Probezeitkündigung eines Schwarzafrikaners – keine Diskriminierung

von Prof. Dr. Markus Stoffels, veröffentlicht am 22.01.2019
Rechtsgebiete: Bürgerliches RechtArbeitsrecht|2729 Aufrufe

Kündigungen während der Probezeit bedürfen mangels Anwendbarkeit des Kündigungsschutzgesetzes keines Grundes. Von daher sind die Erfolgsaussichten einer Klage gegen Probezeitkündigungen ausgesprochen gering. Anders verhält es sich, wenn Anhaltspunkte gegeben sind, die auf eine diskriminierende Kündigung schließen lassen. Dann kommt das Allgemeine Gleichbehandlungsgesetz ins Spiel.

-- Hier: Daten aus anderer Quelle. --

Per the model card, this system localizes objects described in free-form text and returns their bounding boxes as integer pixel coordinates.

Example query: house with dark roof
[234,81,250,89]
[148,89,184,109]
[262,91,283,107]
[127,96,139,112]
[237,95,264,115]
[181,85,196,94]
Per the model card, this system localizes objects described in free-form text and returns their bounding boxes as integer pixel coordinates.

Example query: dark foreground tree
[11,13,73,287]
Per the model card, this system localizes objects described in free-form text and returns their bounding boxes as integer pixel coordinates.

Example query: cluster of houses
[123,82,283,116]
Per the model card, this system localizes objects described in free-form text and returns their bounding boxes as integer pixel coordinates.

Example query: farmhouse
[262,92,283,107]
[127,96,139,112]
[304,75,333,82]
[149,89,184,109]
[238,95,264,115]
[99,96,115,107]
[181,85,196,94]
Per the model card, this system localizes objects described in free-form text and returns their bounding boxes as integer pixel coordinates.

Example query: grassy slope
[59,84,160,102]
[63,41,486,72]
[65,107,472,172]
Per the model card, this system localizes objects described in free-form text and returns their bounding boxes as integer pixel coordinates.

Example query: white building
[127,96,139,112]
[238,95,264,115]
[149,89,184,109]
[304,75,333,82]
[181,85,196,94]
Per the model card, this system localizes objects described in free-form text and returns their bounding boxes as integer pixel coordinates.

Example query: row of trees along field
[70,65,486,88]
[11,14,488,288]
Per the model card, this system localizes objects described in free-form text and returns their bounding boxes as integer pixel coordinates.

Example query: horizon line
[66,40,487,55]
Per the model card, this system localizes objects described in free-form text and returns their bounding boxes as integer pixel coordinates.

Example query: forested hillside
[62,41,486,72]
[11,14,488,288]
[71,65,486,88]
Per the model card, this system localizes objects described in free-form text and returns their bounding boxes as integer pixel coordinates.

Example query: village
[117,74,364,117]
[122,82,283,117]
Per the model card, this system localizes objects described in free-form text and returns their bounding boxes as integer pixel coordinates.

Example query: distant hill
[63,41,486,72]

Eine solche Fallgestaltung hat jüngst das LAG Hamm (Urteil vom 10.1.2019 -11 Sa 505/18, PM LAG Hamm vom 10.1.2019) beschäftigt. Der in Nigeria geborene Kläger hat den Studiengang Wirtschaftsrecht absolviert. E trat am 1. Dezember 2016 als Verwaltungsangestellter in ein Arbeitsverhältnis mit der Stadt Bielefeld. Der unbefristete Arbeitsvertrag sah eine Probezeit von 6 Monaten vor. Der Einsatz erfolgte vereinbarungsgemäß in der ZAB (Zentrale Ausländerbehörde), die für Asylangelegenheiten zuständig ist. Der Kläger war dem dortigen Team Rückkehrmanagement zugeordnet. Die Stadt setzte den Kläger bewusst nicht im Bereich von Einrichtungen für Schwarzafrikaner ein. Eine direkte Vorgesetzte äußerte im Februar 2017 gegenüber dem Kläger auf dessen Bitte um Hilfe bei einem Faxversand einmalig, sie mache keine „Neger-Arbeit“. Während der Probezeit wurden mit dem Kläger wiederholt Gespräche über dessen aus Sicht der Beklagten nicht erwartungsgemäße Arbeitsleistung geführt. Insbesondere bleibe das Arbeitstempo deutlich hinter dem vergleichbarer Beschäftigter zurück. Kurz vor dem Ende einer sechsmonatigen Probezeit wurde dem Kläger seitens der Stadt ordentlich gekündigt. Der Kläger sieht sich durch die Kündigung aus Gründen seiner ethnischen Herkunft, insbesondere wegen seiner schwarzen Hautfarbe diskriminiert. Mit seiner Klage wendet er sich gegen die Kündigung und verlangt darüber hinaus eine finanzielle Entschädigung.

Wie auch in der ersten Instanz blieb er mit seiner Klage auch beim LAG erfolglos. Von einer Diskriminierung durch eine Kündigung könne regelmäßig nur ausgegangen werden, wenn der Betroffene im ersten Schritt aussagekräftige Umstände darlege, die nach allgemeiner Lebenserfahrung eine überwiegende Wahrscheinlichkeit für eine Benachteiligung gerade wegen eines verpönten Merkmals begründen könnten. Gegen eine entsprechende Aussagekraft der vom Kläger bemühten Umstände spreche, dass die Stadt für die Einsatzbeschränkung sachlich nachvollziehbare Gründe vorgebracht habe. Die Äußerung der Dienstvorgesetzten sei zwar erkennbar unangemessen, könne aber unter Berücksichtigung der angeführten Leistungsdefizite nicht in einen direkten Zusammenhang mit dem Kündigungsmotiv gebracht werden.